Pemerintah Provinsi Bengkulu melalui Dinas Perhubungan Provinsi Bengkulu pada Kamis 7 Mei 2026 telah menyalurkan bantuan berupa uang senilai Rp50 juta serta 20 paket sembako untuk masyarakat terdampak di Desa Lebong Tandai.
Selanjutnya pada Jumat 8 Mei 2026, Pemerintah Kabupaten Bengkulu Utara melalui BPBD Bengkulu Utara juga kembali menyalurkan bantuan paket sembako sebagai bentuk kepedulian dan respon pemerintah terhadap musibah tanah longsor yang memutus akses transportasi molek menuju desa tersebut.
Plt Camat Napal Putih, Budi Syahroni, S.KM, M.Si, mengatakan perhatian khusus dari pemerintah provinsi maupun pemerintah kabupaten menjadi bentuk keseriusan dalam menyikapi kondisi darurat yang saat ini dialami masyarakat Desa Lebong Tandai.
BACA JUGA:Longsor Hantam Jalur Molek Lebong Tandai, Gerbong Terjun ke Jurang
“Selain bantuan sembako, Pemprov Bengkulu juga menyerahkan bantuan dana sebesar Rp50 juta kepada Desa Lebong Tandai.
Nantinya dana itu akan digunakan desa untuk mengatasi terputusnya rel molek yang menjadi akses transportasi utama dan satu-satunya yang representatif bagi masyarakat,” jelas Budi.
Bpbd bengkulu utara serahkan bantuan paket sembako ke lebong tandai-Radar Utara / Sigit Haryanto-
Ia menerangkan, bantuan dana tersebut diharapkan dapat membantu desa dalam upaya percepatan pemulihan akses transportasi molek yang rusak akibat longsor, sehingga aktivitas masyarakat dapat kembali berjalan normal.
Menurutnya, keberadaan jalur molek sangat vital bagi masyarakat Lebong Tandai, baik untuk mobilitas warga maupun distribusi kebutuhan sehari-hari.
BACA JUGA:Soal Rel Molek Lebong Tandai, Plt Kadis Perhubungan: Terkendala Status Aset
“Tentu kita berharap bantuan ini bisa menekan kebutuhan desa dalam memulihkan kembali akses transportasi molek di lokasi longsor, sehingga tidak berdampak serius terhadap kehidupan masyarakat,” ujarnya.
Selain itu, BPBD Bengkulu Utara juga telah menyerahkan bantuan paket sembako kepada warga sebagai bentuk respon tanggap darurat pemerintah daerah terhadap musibah tersebut.

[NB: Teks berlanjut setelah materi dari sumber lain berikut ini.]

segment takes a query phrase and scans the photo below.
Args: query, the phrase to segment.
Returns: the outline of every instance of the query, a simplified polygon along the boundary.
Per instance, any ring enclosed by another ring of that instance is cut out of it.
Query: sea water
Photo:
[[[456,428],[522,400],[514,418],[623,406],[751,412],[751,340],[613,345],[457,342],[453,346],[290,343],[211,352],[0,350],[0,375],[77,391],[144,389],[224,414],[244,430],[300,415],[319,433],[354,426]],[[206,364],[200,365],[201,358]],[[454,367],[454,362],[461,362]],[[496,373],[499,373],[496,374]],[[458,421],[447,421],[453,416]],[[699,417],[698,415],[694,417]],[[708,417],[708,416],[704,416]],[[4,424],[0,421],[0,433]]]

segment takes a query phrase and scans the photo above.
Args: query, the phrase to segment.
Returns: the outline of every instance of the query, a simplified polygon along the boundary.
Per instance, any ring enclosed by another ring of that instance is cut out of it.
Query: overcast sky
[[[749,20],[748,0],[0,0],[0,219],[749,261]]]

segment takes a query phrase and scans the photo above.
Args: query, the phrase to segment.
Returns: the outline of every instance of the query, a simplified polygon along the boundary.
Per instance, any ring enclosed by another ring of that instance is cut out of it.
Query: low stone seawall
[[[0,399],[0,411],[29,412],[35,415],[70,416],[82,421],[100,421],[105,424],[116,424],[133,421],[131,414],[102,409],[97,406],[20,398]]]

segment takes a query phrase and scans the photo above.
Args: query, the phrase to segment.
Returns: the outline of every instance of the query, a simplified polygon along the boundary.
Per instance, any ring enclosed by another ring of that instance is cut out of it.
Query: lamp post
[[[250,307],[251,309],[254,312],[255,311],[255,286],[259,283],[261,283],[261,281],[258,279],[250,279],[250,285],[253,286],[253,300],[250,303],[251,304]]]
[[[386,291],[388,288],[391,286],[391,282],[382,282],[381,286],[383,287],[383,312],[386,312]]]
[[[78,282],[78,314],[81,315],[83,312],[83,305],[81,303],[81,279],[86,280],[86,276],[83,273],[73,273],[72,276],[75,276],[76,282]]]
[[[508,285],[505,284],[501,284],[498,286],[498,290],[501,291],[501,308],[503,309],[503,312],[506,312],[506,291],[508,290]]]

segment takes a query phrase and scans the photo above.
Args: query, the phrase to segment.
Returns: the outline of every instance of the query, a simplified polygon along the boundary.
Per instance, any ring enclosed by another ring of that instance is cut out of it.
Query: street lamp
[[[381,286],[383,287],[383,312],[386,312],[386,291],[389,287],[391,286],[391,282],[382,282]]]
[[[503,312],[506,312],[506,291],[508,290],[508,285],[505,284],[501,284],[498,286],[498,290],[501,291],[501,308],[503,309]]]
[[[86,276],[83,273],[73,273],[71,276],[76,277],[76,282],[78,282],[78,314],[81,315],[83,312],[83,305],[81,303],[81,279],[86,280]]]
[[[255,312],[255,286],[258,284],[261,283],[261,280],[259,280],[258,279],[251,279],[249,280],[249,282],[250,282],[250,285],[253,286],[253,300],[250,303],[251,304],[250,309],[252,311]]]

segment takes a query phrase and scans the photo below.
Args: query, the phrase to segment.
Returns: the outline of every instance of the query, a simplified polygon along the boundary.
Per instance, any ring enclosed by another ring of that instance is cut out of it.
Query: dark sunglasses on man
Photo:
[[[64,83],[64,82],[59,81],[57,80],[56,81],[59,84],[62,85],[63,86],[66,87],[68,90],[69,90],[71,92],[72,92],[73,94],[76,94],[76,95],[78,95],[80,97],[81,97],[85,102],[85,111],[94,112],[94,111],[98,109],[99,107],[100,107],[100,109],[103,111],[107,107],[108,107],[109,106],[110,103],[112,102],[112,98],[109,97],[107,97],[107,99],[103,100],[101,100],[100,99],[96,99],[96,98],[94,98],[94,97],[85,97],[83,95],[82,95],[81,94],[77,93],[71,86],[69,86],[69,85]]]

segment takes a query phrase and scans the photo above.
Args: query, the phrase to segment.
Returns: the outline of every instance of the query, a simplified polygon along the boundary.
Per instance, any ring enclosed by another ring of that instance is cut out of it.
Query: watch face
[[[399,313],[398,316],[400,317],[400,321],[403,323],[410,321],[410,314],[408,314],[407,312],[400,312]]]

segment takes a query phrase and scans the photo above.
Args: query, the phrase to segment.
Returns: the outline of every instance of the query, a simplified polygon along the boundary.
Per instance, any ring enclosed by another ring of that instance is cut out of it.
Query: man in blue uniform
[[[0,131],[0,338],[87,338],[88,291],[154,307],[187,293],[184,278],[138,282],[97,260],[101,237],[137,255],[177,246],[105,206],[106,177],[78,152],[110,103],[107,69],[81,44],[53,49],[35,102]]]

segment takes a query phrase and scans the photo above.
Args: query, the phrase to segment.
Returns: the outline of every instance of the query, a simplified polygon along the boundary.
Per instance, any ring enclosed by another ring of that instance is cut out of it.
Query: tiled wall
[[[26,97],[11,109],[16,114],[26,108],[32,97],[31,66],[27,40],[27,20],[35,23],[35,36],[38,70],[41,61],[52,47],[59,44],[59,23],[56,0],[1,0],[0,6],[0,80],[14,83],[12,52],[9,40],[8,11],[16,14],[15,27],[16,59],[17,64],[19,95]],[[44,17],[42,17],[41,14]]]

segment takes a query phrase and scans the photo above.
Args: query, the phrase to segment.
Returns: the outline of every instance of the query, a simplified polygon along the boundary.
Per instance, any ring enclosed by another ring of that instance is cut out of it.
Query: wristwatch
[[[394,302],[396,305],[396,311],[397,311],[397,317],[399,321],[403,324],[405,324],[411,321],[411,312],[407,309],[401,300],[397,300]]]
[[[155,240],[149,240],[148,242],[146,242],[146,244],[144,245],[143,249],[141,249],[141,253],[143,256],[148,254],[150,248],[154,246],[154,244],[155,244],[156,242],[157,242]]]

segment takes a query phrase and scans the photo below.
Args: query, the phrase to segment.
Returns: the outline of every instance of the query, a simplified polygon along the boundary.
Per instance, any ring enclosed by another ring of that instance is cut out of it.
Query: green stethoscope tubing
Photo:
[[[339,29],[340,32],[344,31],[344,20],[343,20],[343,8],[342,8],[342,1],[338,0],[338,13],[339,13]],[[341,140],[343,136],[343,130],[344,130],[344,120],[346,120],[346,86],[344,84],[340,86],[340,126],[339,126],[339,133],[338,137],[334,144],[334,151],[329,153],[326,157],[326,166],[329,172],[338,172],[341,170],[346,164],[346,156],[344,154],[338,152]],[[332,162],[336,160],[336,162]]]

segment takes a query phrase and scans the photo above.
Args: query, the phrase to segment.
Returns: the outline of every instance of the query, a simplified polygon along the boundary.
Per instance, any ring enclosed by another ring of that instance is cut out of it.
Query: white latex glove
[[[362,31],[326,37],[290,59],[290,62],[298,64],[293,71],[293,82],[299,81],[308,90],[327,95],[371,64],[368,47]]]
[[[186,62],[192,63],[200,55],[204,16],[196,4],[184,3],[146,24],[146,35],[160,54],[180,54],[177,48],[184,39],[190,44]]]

Budi menambahkan, bantuan sembako itu diharapkan dapat sedikit meringankan beban masyarakat selama jalur transportasi molek belum kembali normal.
Di sisi lain, pihak kecamatan memastikan langkah darurat untuk memulihkan kembali jalur transportasi molek akan segera dilakukan oleh pemerintah desa bersama masyarakat melalui kegiatan gotong royong.